第125話 ≪エルケ
カチコチに固まった鳥は、執事男が素早く回収し、王宮使用人達がもってきた厚手の皮袋に入れられ、どこかへと速やかに運ばれて行った。
皮袋に入れたあたりあの白い鳥はまだ生きているのだろう。王宮でのむやみな殺生は禁じられている。たぶん身体の表面を氷で覆い一時的に動けなくしたのだと思う。だからいつ魔法が解けて氷が溶け鳥が暴れだしてもいいように、持ち運ぶ人間が怪我をしないよう皮袋に入れられたのだろう。
カチコチな鳥を見送ったあと、視線を戻すとどうやらカチコチになったのは鳥だけじゃなかったらしく、氷の矢はかすりもしなかったはずなのにカチコチに固まっているアリシア嬢が目を見開いたまま動かなくなっていた。
「ガーラント公爵令嬢?大丈夫ですか...?」
ガタンと席を立ってテーブルに身を乗り出したレオンハルト殿下が心配そうにアリシア嬢を覗き込む。
しかし、アリシア嬢は真っ青な顔で固まったまま微動だにしなかった。
彼女の瞳は前を向いているはずなのに、目の前にいるレオンハルト殿下は映しておらず、見開いたままどこか遠くを凝視している。

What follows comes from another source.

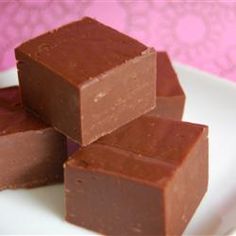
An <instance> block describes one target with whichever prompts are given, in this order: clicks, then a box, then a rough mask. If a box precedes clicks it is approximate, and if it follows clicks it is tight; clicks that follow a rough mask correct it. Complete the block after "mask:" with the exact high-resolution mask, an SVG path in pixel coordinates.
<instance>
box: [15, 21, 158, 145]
mask: <svg viewBox="0 0 236 236" xmlns="http://www.w3.org/2000/svg"><path fill="white" fill-rule="evenodd" d="M82 21H83V20H82ZM82 21H78V22H74V23H72V24H69V25H67V26H70V27H72V28H73V27H75V29H76V30H79V27H77V26H76V24H81V22H82ZM85 21H89V22H90V23H91V22H92V23H91V24H92V25H93V24H94V27H95V28H96V27H97V26H98V28H99V30H98V32H100V30H101V32H105V36H106V34H108V35H109V34H110V33H111V34H112V37H113V38H116V37H117V38H118V39H117V42H115V44H114V42H113V41H112V40H110V39H109V40H110V41H109V43H111V46H109V47H107V45H106V44H104V45H103V48H106V52H104V55H102V56H100V57H101V58H102V59H103V61H102V62H99V68H98V70H96V68H95V69H94V68H93V67H94V64H96V63H93V62H90V61H89V63H88V58H87V59H86V62H84V64H83V63H82V61H83V60H82V59H84V58H83V57H82V56H81V55H82V54H83V53H86V52H83V53H82V54H81V55H80V52H79V51H78V49H77V51H76V52H75V53H74V54H75V55H74V54H73V53H70V55H69V54H68V55H67V54H61V51H63V50H67V49H68V47H71V45H70V46H68V44H66V43H64V42H63V40H62V39H61V40H62V46H61V47H62V49H63V50H59V49H60V47H59V49H58V48H57V49H55V48H53V47H52V48H51V49H47V50H42V51H41V52H40V53H41V54H40V55H36V56H35V55H34V51H32V52H31V51H30V50H28V51H27V53H26V51H25V50H22V47H23V48H24V47H32V48H33V49H34V48H36V49H35V50H36V52H37V50H39V49H37V47H39V46H40V44H42V43H43V42H41V41H40V40H42V41H43V40H44V39H43V38H45V37H47V35H51V36H50V37H52V38H53V37H54V36H53V34H54V33H55V32H56V34H57V35H58V34H59V35H60V34H62V35H63V34H67V33H68V32H69V33H70V29H63V28H64V27H61V28H60V29H59V30H56V31H52V33H47V34H44V35H43V36H39V37H37V38H36V39H35V40H34V39H33V40H31V41H29V42H28V43H27V42H26V43H24V44H22V45H23V46H22V45H21V46H20V47H18V48H16V59H17V60H18V64H17V67H18V76H19V83H20V87H21V93H22V100H23V104H24V105H25V106H26V107H27V109H28V110H29V111H31V112H33V113H34V114H35V115H37V116H39V117H40V119H42V120H43V121H44V122H45V123H47V124H50V125H52V126H53V127H54V128H55V129H57V130H59V131H60V132H61V133H63V134H65V135H67V136H68V137H70V138H71V139H73V140H74V141H75V142H78V143H80V144H81V145H82V146H86V145H88V144H90V143H91V142H93V141H95V140H96V139H98V138H99V137H101V136H103V135H105V134H107V133H110V132H112V131H113V130H115V129H117V128H119V127H120V126H122V125H124V124H126V123H128V122H130V121H132V120H133V119H135V118H137V117H139V116H141V115H143V114H144V113H147V112H148V111H150V110H152V109H153V108H154V107H155V105H156V96H155V93H156V88H155V87H156V86H155V83H156V78H154V77H155V75H156V52H155V50H154V49H150V48H147V47H146V46H144V45H143V44H141V43H139V42H138V41H136V40H134V39H132V38H130V37H128V36H126V35H124V34H122V33H119V32H118V31H116V30H113V29H111V28H110V27H107V26H105V25H103V24H101V23H99V22H97V21H94V20H92V19H87V18H86V19H85ZM90 23H89V24H90ZM86 24H87V23H86ZM67 26H66V27H67ZM86 27H87V26H86ZM75 29H73V30H72V33H73V32H77V31H75ZM90 31H91V30H90ZM90 31H89V33H88V35H89V34H93V32H92V31H91V32H90ZM82 33H83V32H82ZM77 34H78V32H77ZM96 34H97V35H96ZM45 35H46V36H45ZM95 35H96V37H98V38H99V37H101V36H100V35H99V34H98V33H96V32H95ZM82 36H83V34H82ZM105 36H102V37H103V39H104V38H105ZM57 37H59V36H55V38H57ZM60 37H61V36H60ZM60 37H59V38H60ZM76 37H80V39H81V35H79V36H78V35H77V36H76ZM76 37H75V38H76ZM86 37H87V36H86ZM53 39H54V38H53ZM72 39H73V38H72ZM86 39H87V38H86ZM48 40H49V41H50V40H51V39H48ZM68 40H71V38H70V37H68ZM81 40H82V41H81V42H86V43H87V41H88V40H85V39H84V38H82V39H81ZM51 41H52V42H51ZM51 41H50V42H51V44H52V46H53V45H54V44H55V42H54V41H55V40H54V41H53V40H51ZM97 42H99V40H98V41H96V43H97ZM134 42H135V43H134ZM31 43H33V44H34V45H30V44H31ZM88 43H89V45H90V44H91V43H92V44H93V41H92V42H90V41H89V42H88ZM102 43H103V41H102ZM105 43H106V42H105ZM38 44H39V45H38ZM27 45H28V46H27ZM29 45H30V46H29ZM73 45H74V44H73ZM73 45H72V46H73ZM113 47H114V48H113ZM123 47H124V48H123ZM130 47H131V48H130ZM97 48H99V47H95V48H93V50H95V52H96V53H98V52H97V51H96V50H97ZM33 49H32V50H33ZM82 49H83V48H81V50H82ZM127 49H128V51H127ZM50 50H52V51H50ZM53 50H54V51H55V50H59V51H56V52H57V54H56V55H53V52H54V51H53ZM99 50H100V49H99ZM70 51H71V50H70ZM110 51H111V53H110ZM99 52H100V51H99ZM76 53H77V54H78V55H77V54H76ZM96 53H95V54H96ZM90 54H91V55H92V57H93V58H95V59H96V55H95V56H94V54H93V53H91V52H90ZM106 54H108V55H109V57H110V58H112V60H113V62H112V63H111V64H109V63H110V61H109V58H107V59H106V60H105V59H104V58H105V57H106V56H107V55H106ZM62 55H63V56H64V55H66V58H67V57H69V58H72V57H73V58H72V59H71V61H70V62H68V63H65V61H67V60H66V58H63V57H62V58H61V60H58V57H59V58H60V56H62ZM85 55H86V56H88V53H87V54H85ZM76 56H78V57H79V58H80V59H81V60H80V61H78V62H77V60H76ZM120 56H121V59H120ZM100 57H99V59H101V58H100ZM40 58H41V59H40ZM39 59H40V60H39ZM63 59H64V60H63ZM95 59H94V60H95ZM48 60H49V61H48ZM54 60H55V61H54ZM68 60H69V59H68ZM96 60H97V61H100V60H98V59H96ZM73 61H74V62H75V61H76V63H77V64H76V66H75V67H73V68H74V69H71V68H70V63H72V62H73ZM57 63H59V64H57ZM79 63H82V64H81V65H80V64H79ZM86 63H87V64H86ZM103 63H105V64H103ZM72 64H73V63H72ZM52 65H53V66H54V67H52ZM65 65H66V66H67V67H66V68H67V69H66V71H64V72H65V73H61V71H57V69H59V68H60V70H62V69H61V68H65ZM83 66H84V67H85V70H86V71H87V72H86V73H85V72H84V73H85V75H86V76H85V77H86V80H83V79H82V80H80V79H79V75H78V74H77V73H75V72H76V70H78V71H79V73H82V74H83V70H82V69H81V68H83ZM103 67H104V68H103ZM140 67H142V68H143V69H142V68H140ZM88 69H91V70H94V71H93V73H95V72H98V73H97V74H93V75H92V73H90V74H89V73H88ZM63 70H64V69H63ZM130 72H132V73H130ZM70 73H72V74H70ZM75 75H76V76H75ZM118 75H119V76H118ZM124 75H125V76H124ZM146 78H149V79H148V80H147V79H146ZM94 84H97V85H96V86H93V85H94ZM102 84H107V85H106V86H108V87H107V89H108V88H110V90H109V91H101V88H102V87H101V85H102ZM135 87H137V88H135ZM98 88H99V89H98ZM115 88H116V89H115ZM105 89H106V88H105ZM48 91H50V92H48ZM86 91H87V93H86ZM117 91H119V93H120V91H122V96H121V94H117ZM104 94H105V95H104ZM69 95H70V96H69ZM91 96H94V97H91ZM52 97H54V98H57V99H56V100H55V99H53V98H52ZM114 97H115V98H114ZM112 99H113V104H111V101H112ZM126 100H127V101H126ZM85 101H86V106H85V104H84V102H85ZM88 101H89V102H88ZM124 101H126V102H124ZM101 104H104V105H103V109H101ZM105 104H109V106H107V107H106V106H105ZM114 105H116V107H114ZM128 105H130V107H128ZM62 107H64V110H63V111H61V110H62ZM104 107H105V108H107V109H106V110H104ZM137 108H139V109H137ZM90 110H92V111H90ZM129 110H131V111H130V112H129ZM88 113H89V114H88ZM115 116H116V117H115ZM102 122H103V123H102ZM68 124H70V125H68ZM105 124H106V125H105ZM84 127H88V128H84Z"/></svg>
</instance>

「すまないっ。あんな近くで魔法を使ってしまい怖かったのでは...!?」
レオンハルト殿下は慌ててアイアンテーブルを横切りアリシア嬢の横へと駆けつけた。
すると真っ青な顔のままゆっくりとアリシア嬢が殿下を見上げた。
「 」
「......!?」
殿下にアリシア嬢が何か言った途端、レオンハルト殿下は目を見開き固まった。
アリシア嬢は一体何を殿下に話したのだろう。殿下は驚きととまどいの表情でアリシア嬢を見つめている。
カタンとアリシア嬢が席を立った。
そして優雅に。
優雅に最高のカーテシーをしてレオンハルト殿下へ自らの退出の挨拶をする。
真っ青な顔であきらかに体調や気分がすぐれていないのに 気力で最敬礼をするのは公爵令嬢としてのプライドだろうか。
「た、退出を許可する...っ。」
ハッとした殿下がまだとまどいの中、退出の許可を出した。まだ聞きたいことがありそうな表情をされていたが、アリシア嬢の体調が見るからに悪そうだと判断なされたのだろう。
アリシア嬢は殿下にいったい何を言ったのだろう?
困惑している殿下に礼をし、アリシア嬢の手を取り宮殿の客間へと下がり、公爵家の馬車に宮殿入り口に待つよう手配する。
その間もアリシア嬢は一言も喋らず、青い顔をしたまま どこか遠い目をしていた。
そしてタウンハウスに戻るとすぐにガーラント公爵の領地へと戻る馬車が用意されており、アリシア嬢とわたしは公爵様やテオドールより先に領地へと帰ることにになった。
どうやら 『響海の間』でのパーティーの時のアリシア嬢の様子を心配したガーラント公爵が、とにかく娘を一度領地へと返さなければガーラント家はもう王様支持しなーい!とか喚いたとかなんとか。
公爵様が床をジタバタと駄々っ子していたとかの情報(噂)も入ってきたが、うん、聞かなかったことにしましょう。
そして領地に着いた途端、アリシア嬢は高熱を出して何日も何日も目を覚まさなかった。
公爵夫人がお声をかけても誰が呼びかけても瞼を開けることはなく、熱にうなされイヤイヤと無意識に首をふる姿は、まるで現実に戻ることを拒否しているかのようにわたしには見えた。